Rio mendongakan kepalanya. Saat ia mencoba menggerakan tangannya, tidak


bisa. Tertahan kuat. Berdecik kesal. Lalu matanya menelusur ke sekitar, tempat yang
remang-remang dengan cahaya satu lilin di atas meja. Sorot matanya juga melihat
ketiga sahabatnya yang tertunduk lesu. "Bayu, Ratih dan Sari?" gumam Rio.

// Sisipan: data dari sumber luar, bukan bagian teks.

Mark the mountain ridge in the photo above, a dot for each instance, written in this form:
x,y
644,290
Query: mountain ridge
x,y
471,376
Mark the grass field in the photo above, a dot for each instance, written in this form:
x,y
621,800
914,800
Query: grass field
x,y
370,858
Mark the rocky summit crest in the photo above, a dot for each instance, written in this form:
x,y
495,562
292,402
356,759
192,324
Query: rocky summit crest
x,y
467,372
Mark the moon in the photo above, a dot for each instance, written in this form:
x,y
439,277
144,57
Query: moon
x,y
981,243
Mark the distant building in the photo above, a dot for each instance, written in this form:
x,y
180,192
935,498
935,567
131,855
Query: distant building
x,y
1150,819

Ia menghadap ke bawah, keramik kusam. Disimpulkan, dirinya sedang berada


di dalam ruangan sebuah rumah. Mungkinkah sekarang dia berada di ruang
penyekapan yang berbau anyir dan busuk ini?

Derap langkah terdengar santai dari arah depan. Rio menjadi waspada. Ia
memicingkan mata menajamkan penglihatan, mencoba mencari tahu siapa yang akan
datang.

Langkahnya semakin mendekat, hingga kemudian berhenti. Selang beberapa


detik, suara jentikan jari terdengar nyaring dan bergema. Sekejap kemudian cahaya
benderang terpancar dari antah-berantah.

Rio menelan ludah, tak percaya dengan yang ia lihat sekarang ini. Seorang
wanita dewasa dengan pakaian kebaya yang nyaris seperti sinden. Beberapa makhluk
seperti zombie di belakang wanita itu.

"Ya Tuhan." Rio hanya bisa melongo tak percaya.

"Akhirnya kamu bangun juga," ucap Wanita itu seraya menyeringai lebar.

***

BAB 7 - KUYANG
Terbelalak kaget saat matanya melihat apa yang ada di hadapan. Paling depan,
seorang wanita dewasa, berwajah oriental berkulit kekuningan khas Asia Tenggara
dan rambut disanggul —konde. Memakai pakaian kebaya berwarna hijau tua, berdiri
tegap sembari menyilangkan tangan di dada. Senyum licik terlintas tampak dari
bibirnya yang bergincu merah ranum.

Tepat di belakang wanita itu, setidaknya ada empat makhluk mengerikan


menyerupai zombie. Berkepala plontos, mata hijau menyala, gigi-gigi runcing dan
yang paling menjijikan adalah kulitnya yang berlubang dan mengeluarkan nanah.
Pantas saja ruangan ini berbau sangat anyir.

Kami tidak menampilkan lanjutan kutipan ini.